Last month with Rex.
Last month with Rex.

To the Ranch

For Rex (2001-2015)

Just last week, you raced around our cramped backyard,
leapt over the brick borders like a hurdler,
like you used to do when you were younger, invincible, incorrigible.

Back then, years ago, as I watched you streak across the dirt garden,
Whipping past the overgrown Bird of Paradise, and slaloming
in and out of the ancient magnolia trees and fence, you were letting us know
you were meant to live on a ranch, not the suburbs.

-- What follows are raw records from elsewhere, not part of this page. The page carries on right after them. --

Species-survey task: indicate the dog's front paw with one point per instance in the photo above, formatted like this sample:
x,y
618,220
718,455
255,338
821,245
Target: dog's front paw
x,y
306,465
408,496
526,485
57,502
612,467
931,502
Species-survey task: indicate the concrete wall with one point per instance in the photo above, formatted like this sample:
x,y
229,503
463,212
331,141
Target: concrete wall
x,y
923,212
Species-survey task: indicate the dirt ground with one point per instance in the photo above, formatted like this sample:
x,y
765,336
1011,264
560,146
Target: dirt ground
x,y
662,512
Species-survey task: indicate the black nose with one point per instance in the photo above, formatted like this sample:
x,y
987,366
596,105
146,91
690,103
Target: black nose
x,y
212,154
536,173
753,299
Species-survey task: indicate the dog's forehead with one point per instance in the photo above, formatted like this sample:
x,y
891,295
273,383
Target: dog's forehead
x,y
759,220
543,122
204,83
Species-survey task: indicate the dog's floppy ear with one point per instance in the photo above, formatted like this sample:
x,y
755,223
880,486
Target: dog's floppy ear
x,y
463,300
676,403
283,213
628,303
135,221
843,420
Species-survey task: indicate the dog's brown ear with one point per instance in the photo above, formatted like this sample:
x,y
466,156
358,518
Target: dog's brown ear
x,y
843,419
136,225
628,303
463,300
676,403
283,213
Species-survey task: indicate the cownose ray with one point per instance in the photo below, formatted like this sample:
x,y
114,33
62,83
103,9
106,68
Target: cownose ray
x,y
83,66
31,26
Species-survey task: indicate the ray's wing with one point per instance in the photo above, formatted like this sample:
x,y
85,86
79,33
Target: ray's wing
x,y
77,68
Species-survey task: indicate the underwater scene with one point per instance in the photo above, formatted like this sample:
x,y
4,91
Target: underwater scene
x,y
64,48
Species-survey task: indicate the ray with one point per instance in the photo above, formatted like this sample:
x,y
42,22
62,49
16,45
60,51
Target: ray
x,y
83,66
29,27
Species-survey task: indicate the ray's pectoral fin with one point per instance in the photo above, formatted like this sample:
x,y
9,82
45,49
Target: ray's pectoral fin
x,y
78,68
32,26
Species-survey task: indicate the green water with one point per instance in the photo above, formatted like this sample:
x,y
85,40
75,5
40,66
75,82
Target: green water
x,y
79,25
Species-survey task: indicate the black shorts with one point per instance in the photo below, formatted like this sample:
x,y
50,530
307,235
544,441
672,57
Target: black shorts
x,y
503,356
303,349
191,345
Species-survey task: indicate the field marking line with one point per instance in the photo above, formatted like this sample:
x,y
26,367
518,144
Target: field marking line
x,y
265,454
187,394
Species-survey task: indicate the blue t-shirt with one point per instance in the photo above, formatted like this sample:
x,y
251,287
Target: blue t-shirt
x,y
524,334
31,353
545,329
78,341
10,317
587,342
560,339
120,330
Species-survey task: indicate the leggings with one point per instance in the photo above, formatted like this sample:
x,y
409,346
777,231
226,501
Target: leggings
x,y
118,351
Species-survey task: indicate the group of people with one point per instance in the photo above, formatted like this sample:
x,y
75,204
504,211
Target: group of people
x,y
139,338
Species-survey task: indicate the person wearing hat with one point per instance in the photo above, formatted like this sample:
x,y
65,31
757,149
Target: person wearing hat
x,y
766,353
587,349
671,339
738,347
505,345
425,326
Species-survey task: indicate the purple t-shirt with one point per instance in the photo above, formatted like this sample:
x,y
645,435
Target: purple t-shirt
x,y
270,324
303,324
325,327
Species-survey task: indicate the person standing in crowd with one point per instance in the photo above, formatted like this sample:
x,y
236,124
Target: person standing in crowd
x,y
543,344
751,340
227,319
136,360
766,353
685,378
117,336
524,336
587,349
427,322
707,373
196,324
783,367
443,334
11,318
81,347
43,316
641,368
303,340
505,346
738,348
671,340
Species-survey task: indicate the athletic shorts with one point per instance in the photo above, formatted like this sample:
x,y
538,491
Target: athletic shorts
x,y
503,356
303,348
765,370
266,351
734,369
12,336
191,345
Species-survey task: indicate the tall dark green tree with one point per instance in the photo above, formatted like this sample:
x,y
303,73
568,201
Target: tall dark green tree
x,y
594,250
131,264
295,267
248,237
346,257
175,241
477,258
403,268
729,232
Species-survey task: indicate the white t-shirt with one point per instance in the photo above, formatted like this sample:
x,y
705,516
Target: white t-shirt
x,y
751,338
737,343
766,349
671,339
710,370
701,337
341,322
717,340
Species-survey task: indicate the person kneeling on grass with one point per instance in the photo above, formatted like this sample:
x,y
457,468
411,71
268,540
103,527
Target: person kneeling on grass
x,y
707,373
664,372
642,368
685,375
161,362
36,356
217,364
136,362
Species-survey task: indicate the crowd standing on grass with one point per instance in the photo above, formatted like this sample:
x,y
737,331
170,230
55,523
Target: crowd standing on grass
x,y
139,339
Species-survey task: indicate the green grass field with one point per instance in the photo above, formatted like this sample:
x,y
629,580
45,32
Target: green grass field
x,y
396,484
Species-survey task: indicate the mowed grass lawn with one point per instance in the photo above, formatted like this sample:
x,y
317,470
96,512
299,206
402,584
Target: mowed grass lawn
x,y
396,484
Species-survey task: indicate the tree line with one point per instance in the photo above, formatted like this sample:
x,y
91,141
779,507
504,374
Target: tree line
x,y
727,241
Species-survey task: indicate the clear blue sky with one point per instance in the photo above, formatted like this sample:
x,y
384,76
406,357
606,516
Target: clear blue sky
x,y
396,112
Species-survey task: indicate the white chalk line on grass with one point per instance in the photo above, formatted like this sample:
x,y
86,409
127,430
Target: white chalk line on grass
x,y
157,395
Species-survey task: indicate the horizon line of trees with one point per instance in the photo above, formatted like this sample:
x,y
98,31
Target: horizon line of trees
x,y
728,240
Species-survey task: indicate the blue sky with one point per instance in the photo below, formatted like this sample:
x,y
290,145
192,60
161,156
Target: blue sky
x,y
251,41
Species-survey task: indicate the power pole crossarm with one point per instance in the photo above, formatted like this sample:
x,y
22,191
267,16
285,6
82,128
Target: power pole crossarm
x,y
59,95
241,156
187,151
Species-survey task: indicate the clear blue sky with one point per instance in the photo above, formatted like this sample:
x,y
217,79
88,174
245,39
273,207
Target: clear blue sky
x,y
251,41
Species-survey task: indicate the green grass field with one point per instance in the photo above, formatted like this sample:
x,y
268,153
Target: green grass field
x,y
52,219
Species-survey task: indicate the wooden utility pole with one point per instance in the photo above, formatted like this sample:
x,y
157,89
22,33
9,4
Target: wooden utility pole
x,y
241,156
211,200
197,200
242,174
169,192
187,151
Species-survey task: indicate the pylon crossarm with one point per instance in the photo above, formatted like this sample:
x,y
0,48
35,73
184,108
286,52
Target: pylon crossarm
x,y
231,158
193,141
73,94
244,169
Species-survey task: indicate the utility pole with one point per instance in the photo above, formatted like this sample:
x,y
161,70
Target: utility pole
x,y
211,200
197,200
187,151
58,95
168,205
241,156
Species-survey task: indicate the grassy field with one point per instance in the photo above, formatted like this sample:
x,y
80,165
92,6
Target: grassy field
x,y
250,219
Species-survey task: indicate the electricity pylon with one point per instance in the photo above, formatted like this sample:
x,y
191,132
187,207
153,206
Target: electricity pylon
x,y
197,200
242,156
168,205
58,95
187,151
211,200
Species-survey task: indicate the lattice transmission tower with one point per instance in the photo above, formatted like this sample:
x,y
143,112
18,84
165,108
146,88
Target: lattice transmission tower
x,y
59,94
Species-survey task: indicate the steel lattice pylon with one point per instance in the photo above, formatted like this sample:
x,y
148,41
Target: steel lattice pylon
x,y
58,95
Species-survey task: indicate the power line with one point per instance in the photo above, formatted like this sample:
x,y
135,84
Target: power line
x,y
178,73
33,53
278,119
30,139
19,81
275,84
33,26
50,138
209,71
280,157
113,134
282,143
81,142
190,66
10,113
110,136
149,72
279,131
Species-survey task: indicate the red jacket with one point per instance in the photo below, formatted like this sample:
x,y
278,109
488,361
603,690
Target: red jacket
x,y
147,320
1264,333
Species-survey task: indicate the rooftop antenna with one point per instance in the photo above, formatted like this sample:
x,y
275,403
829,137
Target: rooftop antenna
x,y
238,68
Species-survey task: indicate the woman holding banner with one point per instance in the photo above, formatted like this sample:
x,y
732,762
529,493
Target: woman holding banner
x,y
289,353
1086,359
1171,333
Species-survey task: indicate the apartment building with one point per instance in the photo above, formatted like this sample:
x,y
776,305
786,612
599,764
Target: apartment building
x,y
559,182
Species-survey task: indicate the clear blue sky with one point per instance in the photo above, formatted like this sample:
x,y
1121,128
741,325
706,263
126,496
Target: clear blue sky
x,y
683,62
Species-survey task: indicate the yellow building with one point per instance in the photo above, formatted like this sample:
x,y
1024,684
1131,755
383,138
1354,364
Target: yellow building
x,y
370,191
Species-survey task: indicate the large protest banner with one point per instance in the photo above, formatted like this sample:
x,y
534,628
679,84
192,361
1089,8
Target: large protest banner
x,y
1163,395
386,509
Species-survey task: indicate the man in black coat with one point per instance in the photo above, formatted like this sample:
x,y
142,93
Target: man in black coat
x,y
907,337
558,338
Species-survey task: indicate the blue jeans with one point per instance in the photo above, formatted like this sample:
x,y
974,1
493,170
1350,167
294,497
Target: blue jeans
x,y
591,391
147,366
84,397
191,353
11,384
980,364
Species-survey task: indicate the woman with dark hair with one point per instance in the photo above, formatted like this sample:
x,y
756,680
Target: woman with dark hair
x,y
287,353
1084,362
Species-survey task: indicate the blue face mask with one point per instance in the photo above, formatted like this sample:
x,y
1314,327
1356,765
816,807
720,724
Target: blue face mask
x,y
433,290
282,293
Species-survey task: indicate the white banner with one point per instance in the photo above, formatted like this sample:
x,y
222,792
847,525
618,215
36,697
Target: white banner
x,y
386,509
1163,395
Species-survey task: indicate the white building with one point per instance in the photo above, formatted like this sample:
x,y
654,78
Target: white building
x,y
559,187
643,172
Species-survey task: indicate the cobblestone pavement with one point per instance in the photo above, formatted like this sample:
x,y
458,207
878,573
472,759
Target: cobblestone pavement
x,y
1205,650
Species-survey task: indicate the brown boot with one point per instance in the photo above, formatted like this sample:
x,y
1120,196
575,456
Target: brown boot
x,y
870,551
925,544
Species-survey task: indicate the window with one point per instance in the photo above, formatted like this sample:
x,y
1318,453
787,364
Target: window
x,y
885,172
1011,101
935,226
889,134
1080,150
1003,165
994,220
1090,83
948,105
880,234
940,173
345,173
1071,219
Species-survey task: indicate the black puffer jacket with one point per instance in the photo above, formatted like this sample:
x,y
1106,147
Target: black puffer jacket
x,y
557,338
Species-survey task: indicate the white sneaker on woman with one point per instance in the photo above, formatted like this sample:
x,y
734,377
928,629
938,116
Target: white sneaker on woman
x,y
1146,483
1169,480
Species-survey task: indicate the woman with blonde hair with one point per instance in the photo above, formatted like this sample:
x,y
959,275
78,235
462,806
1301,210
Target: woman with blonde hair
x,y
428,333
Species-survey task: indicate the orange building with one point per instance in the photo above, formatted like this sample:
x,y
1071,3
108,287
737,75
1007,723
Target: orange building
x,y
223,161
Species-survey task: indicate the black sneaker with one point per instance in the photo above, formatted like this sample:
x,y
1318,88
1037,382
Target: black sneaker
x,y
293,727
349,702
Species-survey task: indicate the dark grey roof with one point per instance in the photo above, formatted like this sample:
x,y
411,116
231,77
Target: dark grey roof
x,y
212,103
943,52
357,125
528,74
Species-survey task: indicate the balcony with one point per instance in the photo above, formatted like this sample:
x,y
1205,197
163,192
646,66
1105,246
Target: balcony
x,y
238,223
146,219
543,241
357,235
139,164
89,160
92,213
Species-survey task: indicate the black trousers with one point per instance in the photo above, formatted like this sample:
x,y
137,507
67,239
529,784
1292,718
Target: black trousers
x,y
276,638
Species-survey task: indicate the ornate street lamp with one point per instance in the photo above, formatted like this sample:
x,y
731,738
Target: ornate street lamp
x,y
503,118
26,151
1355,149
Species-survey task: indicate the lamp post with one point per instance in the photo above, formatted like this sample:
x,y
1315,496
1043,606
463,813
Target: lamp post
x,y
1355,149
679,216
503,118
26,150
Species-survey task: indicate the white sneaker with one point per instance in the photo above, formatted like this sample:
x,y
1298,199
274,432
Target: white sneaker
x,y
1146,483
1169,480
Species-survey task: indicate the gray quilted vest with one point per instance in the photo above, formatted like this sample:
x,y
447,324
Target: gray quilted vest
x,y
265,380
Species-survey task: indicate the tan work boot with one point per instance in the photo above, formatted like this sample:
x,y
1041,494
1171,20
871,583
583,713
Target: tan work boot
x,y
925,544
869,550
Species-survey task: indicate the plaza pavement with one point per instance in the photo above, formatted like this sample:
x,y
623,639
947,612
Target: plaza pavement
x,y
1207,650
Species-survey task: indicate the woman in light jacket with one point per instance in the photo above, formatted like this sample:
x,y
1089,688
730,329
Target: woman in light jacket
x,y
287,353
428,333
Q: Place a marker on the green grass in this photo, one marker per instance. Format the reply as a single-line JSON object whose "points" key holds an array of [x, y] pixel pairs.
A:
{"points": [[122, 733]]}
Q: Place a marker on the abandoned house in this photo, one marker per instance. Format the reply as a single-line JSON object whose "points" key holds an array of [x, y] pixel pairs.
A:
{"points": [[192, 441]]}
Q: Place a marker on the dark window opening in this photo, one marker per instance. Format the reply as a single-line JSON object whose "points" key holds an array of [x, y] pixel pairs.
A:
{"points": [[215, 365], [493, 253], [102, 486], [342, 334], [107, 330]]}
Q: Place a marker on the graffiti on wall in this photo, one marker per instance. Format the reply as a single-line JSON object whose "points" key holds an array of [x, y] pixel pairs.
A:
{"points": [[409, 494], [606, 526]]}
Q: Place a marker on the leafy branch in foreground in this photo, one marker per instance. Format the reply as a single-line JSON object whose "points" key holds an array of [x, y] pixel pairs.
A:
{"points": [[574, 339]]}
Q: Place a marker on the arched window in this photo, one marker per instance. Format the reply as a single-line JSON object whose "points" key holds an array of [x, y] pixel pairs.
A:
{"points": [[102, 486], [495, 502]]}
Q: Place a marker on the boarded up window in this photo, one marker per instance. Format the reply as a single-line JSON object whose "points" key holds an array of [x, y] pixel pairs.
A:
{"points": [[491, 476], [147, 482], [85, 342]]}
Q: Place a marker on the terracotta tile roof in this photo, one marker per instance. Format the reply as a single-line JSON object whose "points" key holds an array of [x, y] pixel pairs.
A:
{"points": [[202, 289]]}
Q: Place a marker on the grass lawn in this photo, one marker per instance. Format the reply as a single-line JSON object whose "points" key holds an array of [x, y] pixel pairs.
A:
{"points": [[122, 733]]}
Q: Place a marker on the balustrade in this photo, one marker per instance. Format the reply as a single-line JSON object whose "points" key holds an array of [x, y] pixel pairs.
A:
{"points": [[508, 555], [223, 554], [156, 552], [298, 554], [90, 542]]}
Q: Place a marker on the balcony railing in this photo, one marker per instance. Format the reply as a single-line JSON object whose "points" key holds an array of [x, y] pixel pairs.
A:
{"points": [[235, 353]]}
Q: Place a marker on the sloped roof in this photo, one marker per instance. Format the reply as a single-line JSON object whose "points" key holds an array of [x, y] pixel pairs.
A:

But you are dashing now, turning back to look at me, pointedly,
this time as if to say, I know what you are thinking,
I know what your silences, your eyes are saying.
I still chase after squirrels until they scurry up the telephone poles.
And did you take note that I did not back down,
just as I did when I was much younger,
when that cat lunged after me on our walk last week?

Yes, I saw. I see now.

When we walked late this afternoon, I looked around
the neighborhood in wonder. You heard them, too –
the German Shepherd making its way to the front of the two-story house,
the French bulldog in the picture window, the terrier crashing the fence,
the trio of pugs and their clockmaker owner on the street corner –
all barking at you, urgent, insistent.
A chorus, a symphony, on every block.
What were they telling you? That you have a good life?
That you are having a good walk, a good journey,
And soon, very soon, you will have all the spaces you need to roam?

You didn’t even look up at them. You charged forward,
stumbling, then untangling your hind legs,
pulling on the leash, pulling us home.